From:Jason Monti <yukatado@...>
Date:Sunday, March 4, 2007, 4:53
On Sat, 3 Mar 2007 19:15:21 +0100, Jörg Rhiemeier <joerg_rhiemeier@...>
wrote:

>Hallo! > >First of all, the question is whether writing has any effect on the rate >of language change at all. It is frequently claimed that writing slows down >language change, but that is just as frequently doubted, too. I'd say that >writing slows down language change only if a sufficiently large proportion >of the population is literate, which in most cultures is a fairly recent >conditions. Otherwise, the written and the spoken language diverge. For >example, written Latin more or less stayed Latin in early mediaeval Europe, >but spoken Latin evolved into the Romance lannguages. A similar development >happened in the Arabic world, I have heard. Icelandic indeed changed little, >but that may still be due to the geographical isolation of the languag >rather the relatively high literacy - and Icelandic *pronunciation* has >changed considerably. Or look at the not very phonemic spellings of languages >like English, French or Irish.
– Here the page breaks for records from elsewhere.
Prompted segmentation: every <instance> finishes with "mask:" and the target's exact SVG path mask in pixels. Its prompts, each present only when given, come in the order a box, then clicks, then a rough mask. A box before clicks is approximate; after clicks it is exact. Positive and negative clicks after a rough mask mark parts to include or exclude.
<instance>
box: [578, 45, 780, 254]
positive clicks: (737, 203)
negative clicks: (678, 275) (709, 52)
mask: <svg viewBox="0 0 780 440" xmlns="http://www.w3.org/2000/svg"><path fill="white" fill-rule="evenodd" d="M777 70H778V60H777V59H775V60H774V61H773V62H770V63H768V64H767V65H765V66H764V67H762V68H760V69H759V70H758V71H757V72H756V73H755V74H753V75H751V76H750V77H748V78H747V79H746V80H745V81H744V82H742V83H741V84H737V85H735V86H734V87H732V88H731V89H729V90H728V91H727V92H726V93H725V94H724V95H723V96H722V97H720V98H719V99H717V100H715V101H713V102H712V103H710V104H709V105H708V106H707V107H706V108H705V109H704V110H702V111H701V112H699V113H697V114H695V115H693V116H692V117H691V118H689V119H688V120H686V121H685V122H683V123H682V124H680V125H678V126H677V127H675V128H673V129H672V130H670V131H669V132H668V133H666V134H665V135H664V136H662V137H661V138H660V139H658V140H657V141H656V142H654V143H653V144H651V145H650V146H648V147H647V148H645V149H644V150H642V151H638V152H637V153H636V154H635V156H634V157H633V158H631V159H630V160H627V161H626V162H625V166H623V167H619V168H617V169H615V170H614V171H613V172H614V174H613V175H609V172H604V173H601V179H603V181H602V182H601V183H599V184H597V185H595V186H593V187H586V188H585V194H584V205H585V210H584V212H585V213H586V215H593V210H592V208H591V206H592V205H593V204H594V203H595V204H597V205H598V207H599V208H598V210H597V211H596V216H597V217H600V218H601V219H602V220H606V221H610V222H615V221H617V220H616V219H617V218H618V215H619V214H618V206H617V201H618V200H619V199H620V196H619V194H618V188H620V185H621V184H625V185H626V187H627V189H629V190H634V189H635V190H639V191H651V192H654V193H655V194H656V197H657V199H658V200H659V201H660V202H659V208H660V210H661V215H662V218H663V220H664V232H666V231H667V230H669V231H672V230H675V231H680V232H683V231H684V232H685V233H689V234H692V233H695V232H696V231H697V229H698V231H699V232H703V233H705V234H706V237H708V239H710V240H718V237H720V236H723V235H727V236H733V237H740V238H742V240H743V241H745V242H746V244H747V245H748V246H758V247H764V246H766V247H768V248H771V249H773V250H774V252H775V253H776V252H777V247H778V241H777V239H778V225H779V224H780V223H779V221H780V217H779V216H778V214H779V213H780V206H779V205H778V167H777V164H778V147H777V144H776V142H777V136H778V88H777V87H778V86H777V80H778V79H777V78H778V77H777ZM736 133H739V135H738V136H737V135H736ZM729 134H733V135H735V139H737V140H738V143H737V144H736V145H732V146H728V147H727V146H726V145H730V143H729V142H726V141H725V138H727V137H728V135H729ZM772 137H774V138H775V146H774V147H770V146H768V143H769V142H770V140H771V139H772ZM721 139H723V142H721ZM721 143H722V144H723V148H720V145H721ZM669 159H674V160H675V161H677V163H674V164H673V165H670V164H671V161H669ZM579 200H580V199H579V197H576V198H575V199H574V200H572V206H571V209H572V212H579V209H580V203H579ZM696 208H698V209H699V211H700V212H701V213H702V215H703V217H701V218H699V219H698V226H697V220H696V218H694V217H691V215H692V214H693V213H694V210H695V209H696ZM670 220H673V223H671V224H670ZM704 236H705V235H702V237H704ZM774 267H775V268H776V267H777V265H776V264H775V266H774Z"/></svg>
The spelling conserves old pronunciations, >while the actual pronunciations have changed a lot. > >But if writing exerts a conservative influence, I'd expect logographic >writing (*) to leave sound changes more or less alone - the language may >keep its syntax, but still change its pronunciation greatly. But as the >examples given above show, it may still change much even if an alphabet >is used. > >(*) I say "logographic" rather than "pictographic" because that is what >you mean here. Logographic characters represent words; pictographic >characters do not represent *language* and are thus no true writing >at all. > >... brought to you by the Weeping Elf
Thanks for the clarification on the terms. Sorry about mixing them up. I appreciate the help, and thank you for explaining it. Now I see why it's really more doubtful than a truism.